1. First, of course, you must pick your destination. It can be a place you’ve always wanted to go, or you can take a more random path. Spin the globe and point, or throw a dart at a map. For imaginary trips, all things are possible! Find some pictures. Think about what you can do to make your house look a bit more like your country. Draw a window viewing the Eiffel Tower or the Serengeti plains. Use your creativity to create the environment for your imagination to wander.
2. What kind of music might you hear on your vacation? Explore music of your country. Your library might have CDs to help you find out. Another fine resource is the Smithsonian Folkways archive. Follow the links to the general part of the world and see if there are lessons about your country/area. If so, follow the links to the music. There are options to purchase, but you can also just click the “Play” arrow to hear everything online. Of course you can also search for music sites particular to your country or region.

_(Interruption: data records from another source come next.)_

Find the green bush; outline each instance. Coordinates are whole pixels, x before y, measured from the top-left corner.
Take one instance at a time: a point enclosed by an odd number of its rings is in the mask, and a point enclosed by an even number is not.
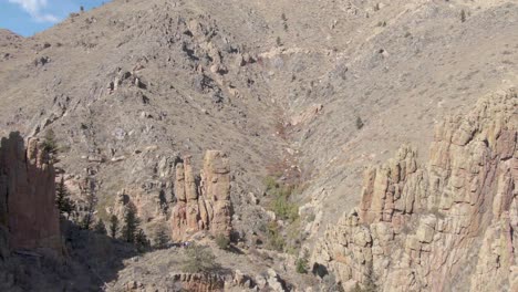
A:
[[[267,248],[283,251],[286,246],[284,239],[281,236],[280,228],[276,221],[271,221],[267,227]]]
[[[186,255],[182,267],[185,273],[209,273],[218,268],[216,257],[207,247],[193,243],[186,249]]]
[[[230,247],[230,239],[225,234],[217,234],[215,240],[218,248],[222,250],[227,250]]]
[[[298,273],[308,273],[309,270],[309,252],[304,250],[302,258],[297,259],[296,270]]]

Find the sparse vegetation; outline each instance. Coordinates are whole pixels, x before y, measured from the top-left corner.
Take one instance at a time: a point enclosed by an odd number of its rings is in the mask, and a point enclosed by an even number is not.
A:
[[[296,270],[298,273],[308,273],[309,270],[309,251],[304,249],[302,257],[296,261]]]
[[[135,242],[135,234],[137,232],[141,220],[137,218],[135,205],[128,204],[126,213],[124,215],[124,227],[122,230],[123,239],[126,242]]]
[[[55,133],[52,129],[45,132],[43,137],[43,149],[50,155],[58,154],[58,142],[55,140]]]
[[[83,221],[81,222],[81,228],[83,229],[90,229],[95,211],[95,206],[97,205],[97,196],[95,195],[94,186],[92,181],[89,182],[90,188],[86,190],[86,215],[83,217]]]
[[[170,237],[167,234],[164,227],[159,228],[155,236],[155,248],[165,249],[169,243]]]
[[[94,226],[94,231],[97,234],[103,234],[105,236],[106,232],[106,226],[104,225],[104,221],[102,219],[99,219],[99,221]]]
[[[215,240],[216,244],[218,244],[218,248],[222,250],[227,250],[230,247],[230,239],[228,239],[225,234],[217,234]]]
[[[356,129],[363,128],[364,124],[361,117],[356,117]]]
[[[336,277],[330,273],[322,278],[322,292],[345,292],[342,284],[336,281]]]
[[[75,212],[75,204],[70,199],[70,192],[64,184],[64,177],[61,177],[60,184],[55,188],[55,205],[61,215],[66,215],[66,219]]]
[[[186,249],[187,259],[182,270],[186,273],[210,273],[218,268],[213,251],[203,246],[193,243]]]
[[[134,242],[139,252],[147,251],[151,247],[146,233],[141,228],[135,233]]]
[[[460,22],[465,22],[466,21],[466,11],[460,10]]]
[[[110,236],[112,238],[117,237],[118,228],[118,218],[115,215],[112,215],[112,217],[110,217]]]
[[[293,192],[293,186],[280,185],[269,176],[265,178],[268,196],[271,198],[270,208],[279,219],[293,222],[299,218],[299,206],[289,200]]]
[[[267,226],[267,248],[271,250],[284,250],[284,239],[282,238],[280,227],[276,221],[271,221]]]
[[[277,46],[282,46],[282,41],[281,41],[280,36],[277,36],[276,43],[277,43]]]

3. What about art? What kinds of arts are traditional in your country? What artists are active today? One place to start is with the Google Art Project. The ever-amazing Google has collected images from museums from over 40 different countries. Most galleries are in Western Europe, but there’s still a good collection of art from other parts of the world. You can even create your own gallery, bringing together art from different collections. Search for country-specific art on the web. Try an art form from your country.
4. One of my favorite parts of travel is the food. Explore your local library looking for cookbooks from your country, or take advantage of the wealth of resources online. One place to start is the Around the World in 80 Dishes recipes, complete with online videos. For more inspiration, see What Grandmothers Cook Around the World for fabulous photographs of grandmas and their dishes. If you’d like to create the dishes yourself, see photographer Gabriele Galimberti’s Delicatessen with Love site. Once you’ve found your country, click on the “More Info” link for the recipes. Caterpillar in tomato sauce anyone? Let the spices of your cooking bring the scents of your country to your imaginary vacation environment.

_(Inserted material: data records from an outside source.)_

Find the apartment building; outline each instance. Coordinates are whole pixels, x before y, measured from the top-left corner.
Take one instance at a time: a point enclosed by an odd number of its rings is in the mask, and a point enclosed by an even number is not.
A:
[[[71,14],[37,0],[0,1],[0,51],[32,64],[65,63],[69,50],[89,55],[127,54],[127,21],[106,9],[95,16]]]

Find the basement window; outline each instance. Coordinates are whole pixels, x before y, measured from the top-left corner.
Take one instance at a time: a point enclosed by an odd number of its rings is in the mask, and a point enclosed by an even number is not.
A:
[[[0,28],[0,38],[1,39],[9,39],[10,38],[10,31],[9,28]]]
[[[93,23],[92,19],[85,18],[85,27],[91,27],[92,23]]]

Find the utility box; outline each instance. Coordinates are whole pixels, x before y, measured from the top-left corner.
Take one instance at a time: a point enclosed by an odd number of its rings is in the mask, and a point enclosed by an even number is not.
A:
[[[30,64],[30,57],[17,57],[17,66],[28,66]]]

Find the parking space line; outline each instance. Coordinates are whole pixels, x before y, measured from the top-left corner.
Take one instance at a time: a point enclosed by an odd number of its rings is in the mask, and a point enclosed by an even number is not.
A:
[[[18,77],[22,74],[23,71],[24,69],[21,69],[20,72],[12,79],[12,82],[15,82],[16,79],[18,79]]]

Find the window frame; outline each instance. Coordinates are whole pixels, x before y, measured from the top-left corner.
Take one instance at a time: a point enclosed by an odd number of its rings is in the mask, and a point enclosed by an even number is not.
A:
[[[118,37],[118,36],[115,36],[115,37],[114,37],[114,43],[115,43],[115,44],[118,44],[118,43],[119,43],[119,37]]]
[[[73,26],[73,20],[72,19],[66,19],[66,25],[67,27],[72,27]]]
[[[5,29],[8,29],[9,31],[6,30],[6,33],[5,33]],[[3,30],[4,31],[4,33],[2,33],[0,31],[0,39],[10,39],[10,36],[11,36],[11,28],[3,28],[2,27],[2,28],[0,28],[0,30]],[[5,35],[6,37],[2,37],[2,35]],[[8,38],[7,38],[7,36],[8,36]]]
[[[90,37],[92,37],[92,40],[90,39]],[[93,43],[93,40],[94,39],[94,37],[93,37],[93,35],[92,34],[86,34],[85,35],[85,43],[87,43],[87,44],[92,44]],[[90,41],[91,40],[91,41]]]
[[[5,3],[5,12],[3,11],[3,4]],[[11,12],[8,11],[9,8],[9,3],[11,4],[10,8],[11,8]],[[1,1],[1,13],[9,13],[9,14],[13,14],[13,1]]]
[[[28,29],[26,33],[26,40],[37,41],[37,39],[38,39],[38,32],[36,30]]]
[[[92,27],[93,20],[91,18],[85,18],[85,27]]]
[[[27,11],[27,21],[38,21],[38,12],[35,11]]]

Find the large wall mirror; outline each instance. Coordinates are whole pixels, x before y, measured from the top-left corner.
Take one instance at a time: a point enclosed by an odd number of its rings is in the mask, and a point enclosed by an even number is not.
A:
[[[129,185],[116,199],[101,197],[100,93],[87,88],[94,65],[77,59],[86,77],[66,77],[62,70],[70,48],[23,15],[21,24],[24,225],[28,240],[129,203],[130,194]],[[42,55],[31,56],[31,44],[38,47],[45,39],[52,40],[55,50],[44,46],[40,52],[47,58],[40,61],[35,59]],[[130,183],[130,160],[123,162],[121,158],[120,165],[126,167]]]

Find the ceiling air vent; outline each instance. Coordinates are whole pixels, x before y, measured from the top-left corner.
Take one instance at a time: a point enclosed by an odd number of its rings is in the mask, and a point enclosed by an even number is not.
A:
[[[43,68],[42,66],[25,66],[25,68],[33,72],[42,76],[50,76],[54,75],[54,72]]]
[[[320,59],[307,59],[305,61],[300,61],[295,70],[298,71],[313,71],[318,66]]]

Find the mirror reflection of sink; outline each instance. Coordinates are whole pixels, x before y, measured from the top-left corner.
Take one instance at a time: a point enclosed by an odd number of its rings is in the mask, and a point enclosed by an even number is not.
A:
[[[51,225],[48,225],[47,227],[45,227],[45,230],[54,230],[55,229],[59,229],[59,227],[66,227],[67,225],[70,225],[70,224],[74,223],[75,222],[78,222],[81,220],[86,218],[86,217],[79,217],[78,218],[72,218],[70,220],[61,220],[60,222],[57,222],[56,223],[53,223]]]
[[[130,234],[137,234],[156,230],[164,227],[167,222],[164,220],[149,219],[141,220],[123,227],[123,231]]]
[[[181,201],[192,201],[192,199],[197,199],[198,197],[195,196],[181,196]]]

5. Once you have your environment built, music playing, art created, and the smells of international cooking wafting through your home, it’s time to see the scenery. It won’t be possible for all countries, but I had amazing luck using Google and searching for various countries, then specifically searching for videos. If there’s a lot of current news in your country, you may need to add “scenery” to your search. For example, when I searched for videos about Egypt, I found news footage. When I searched for “Egypt scenery” I was able to take a virtual trip. You might also check the Google World Wonders project to see if any of the “wonders” are in your imaginary vacation location. You may be able to explore in 3D, almost like being there!
So sit back, relax, and travel in your imagination. Decide what you’d most like to see. Perhaps one day you’ll make the trip. And if you can’t find video of your specific country, take a 5-minute trip around the world, and enjoy the breadth of creativity before you.